I think it’s quite clear that you would not turn to cyber-sex, but that doesn’t mean it’s bad. Some people wouldn’t watch porn, go to strip clubs, or read steamy romance novels, but that doesn’t mean those things are bad or constitute of cheating. I’ll often crack open a steam novel to get in the mood before pouncing my husband, and there’s nothing wrong with that.
Post # 70
Adira, read what Babychka wrote a couple posts above. She states it best.
For the record, I didn’t say there IS something wrong with your relationship, I said “I would think there would be something wrong unless you were in an open relationship”.
Post # 71
“IT’S ABSOLUTELY POSITIVELY WRONG!!!!!!!!”

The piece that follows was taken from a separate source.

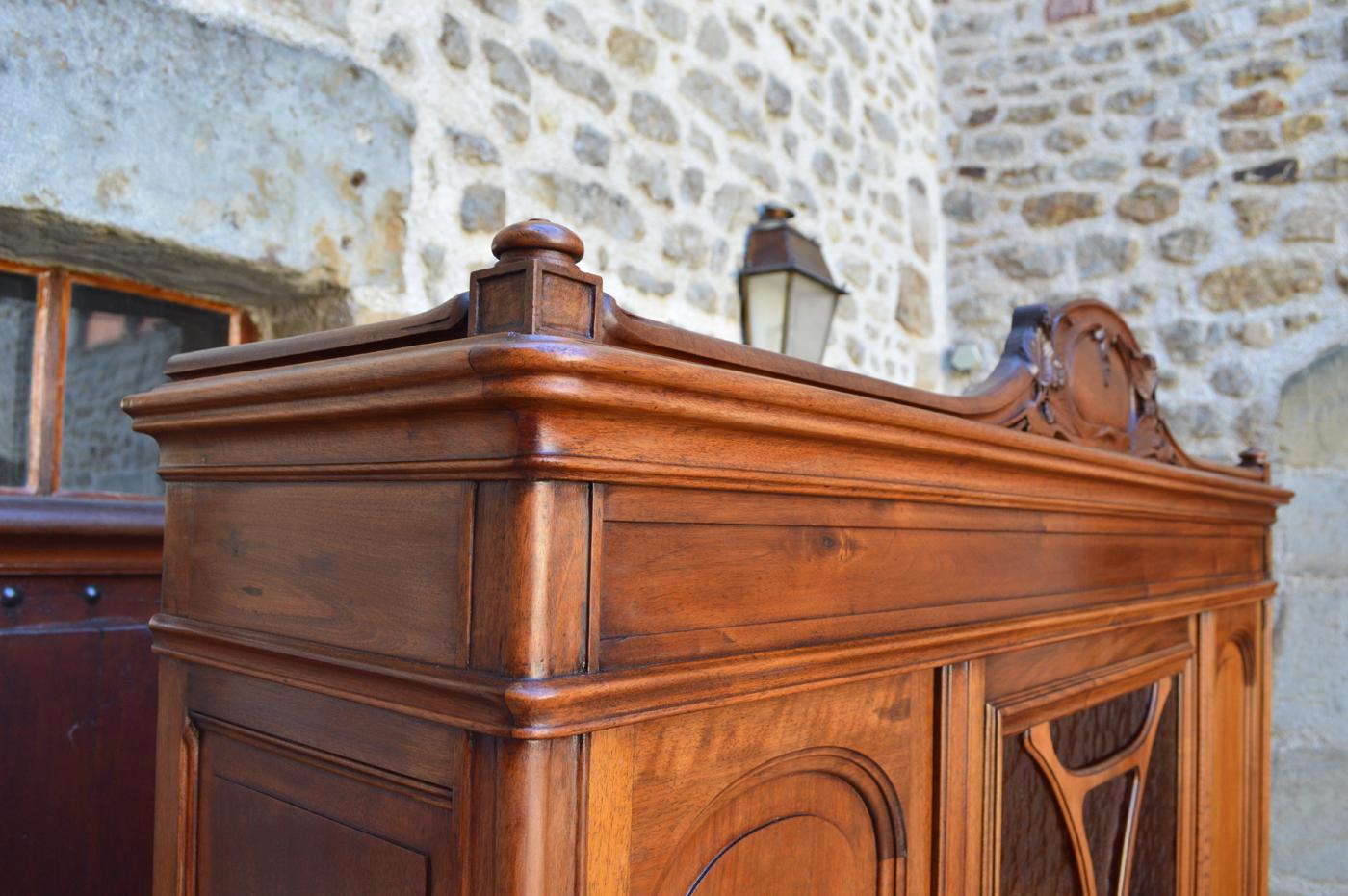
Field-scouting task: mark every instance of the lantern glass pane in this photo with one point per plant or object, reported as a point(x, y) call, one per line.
point(808, 320)
point(765, 295)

I think this is a pretty bold statement to say. Not everything is so black and white and not every relationship is the same. I could say the same thing about watching porn, or reading a steamy romance novel, but just because that might be my opinion on the matter, doesn’t make it so.
I agree that the OP probably does have a problem with this and that her and her Fiance need to have a serious discussion about it and what is okay and what isn’t in their relationship. I also think that if you think it’s wrong, then that’s fine for you to think that and your SO hopefully wouldn’t do that. But not everyone feels the same about everything, including this topic.
Post # 72
“For the record, I didn’t say there IS something wrong with your relationship, I said “I would think there would be something wrong unless you were in an open relationship”.”

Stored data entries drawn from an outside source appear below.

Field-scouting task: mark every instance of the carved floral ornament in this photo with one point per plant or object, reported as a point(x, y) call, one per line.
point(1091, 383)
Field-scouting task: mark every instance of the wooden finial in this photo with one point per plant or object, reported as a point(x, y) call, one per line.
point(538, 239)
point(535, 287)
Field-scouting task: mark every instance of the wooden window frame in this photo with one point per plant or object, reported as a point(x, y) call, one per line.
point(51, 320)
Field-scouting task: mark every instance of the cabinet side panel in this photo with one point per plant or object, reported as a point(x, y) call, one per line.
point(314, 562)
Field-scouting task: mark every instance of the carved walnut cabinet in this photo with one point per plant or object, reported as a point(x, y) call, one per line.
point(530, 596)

And I would have to disagree. Cybering is not the same as actively having sex in-person with another person, and I don’t think it’s fair of you to compare them or insinuate that one is like the other. They just aren’t the same. Just as I can be okay with my husband watching porn but not having sex with other people, I could be okay with my husband cybering but not having sex with other people.
Post # 73
And back to what the OP actually posted…
In light of the fact that it bothers you, and because he was extremly dissmissive of your feelings, I would suggest that you discuss this with him again. Maybe having a third party (read: counselor) present will be best given his callous reaction to your feelings.

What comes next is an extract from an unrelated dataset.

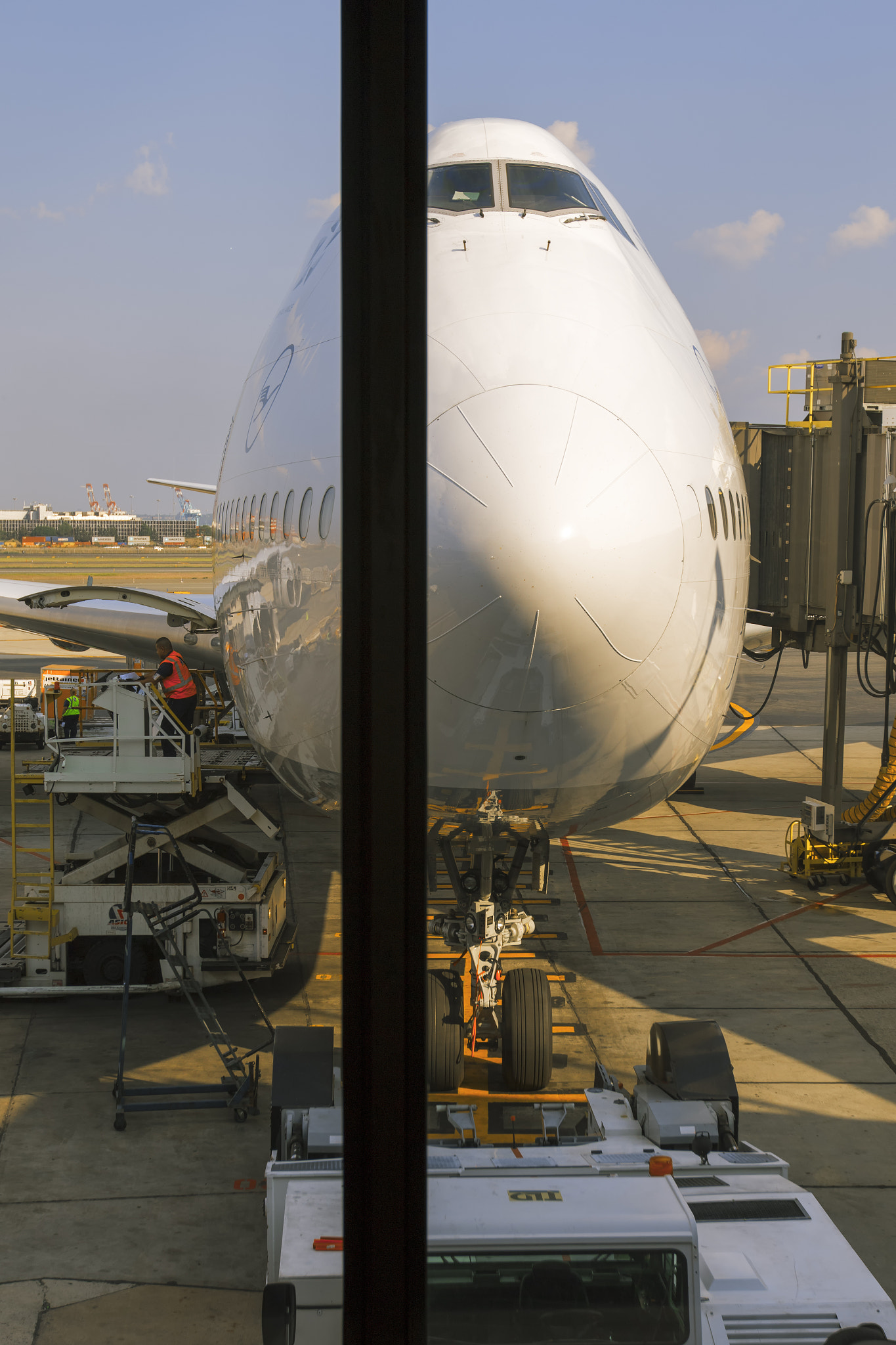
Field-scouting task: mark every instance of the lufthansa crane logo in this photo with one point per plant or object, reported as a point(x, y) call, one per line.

Edit: I am pretty sure that Adira posted her experience to help the OP – not to have her own relation critiqued
Post # 74
Adira – good for you ! YAY ! CONGRATS ! What do you want me to say? Do you want me to say “Ohhhhhhhhhhhhhh, I see now ! Thank you for enlightening me ! I will be sure to hop online tonight or tell my Fiance to hop online !”
Sorry but the point here is OP and she is upset. I hope she’s ok.
Post # 75
Oh my god. Drama. Guys. Where is the OP anyway?? This thread has gotten totally derailed.
My two cents: The cyber is irrelevant at this point. Everyone has or WILL make mistakes at some point over the course of their marriage, this is the only sure thing about a lifetime commitment. The question comes in how we deal with them. If Fiance had said, “I’m so sorry it upset you – let’s talk about it”, that’s one thing. But he should not be disregarding how you feel, no matter what. Calm down is not a sensitive or appropriate way to respond to your feeling hurt, and that is what concerns me more than anything.
Good luck dear – keep us posted. xoxo
Post # 76
The OP is obviouly not ok with it, so whether or not the Hive thinks it’s cheating or acceptable or whatever is irrelevant. cybering, porn, etc is a grey area for a lot of people, but the bottom line is that it’s up to the couple to determine how okay they are with those things.
There needs to be a massive open conversation about this in the OP’s house. I would not be ok with it, but they need to get on the same page, and STAT.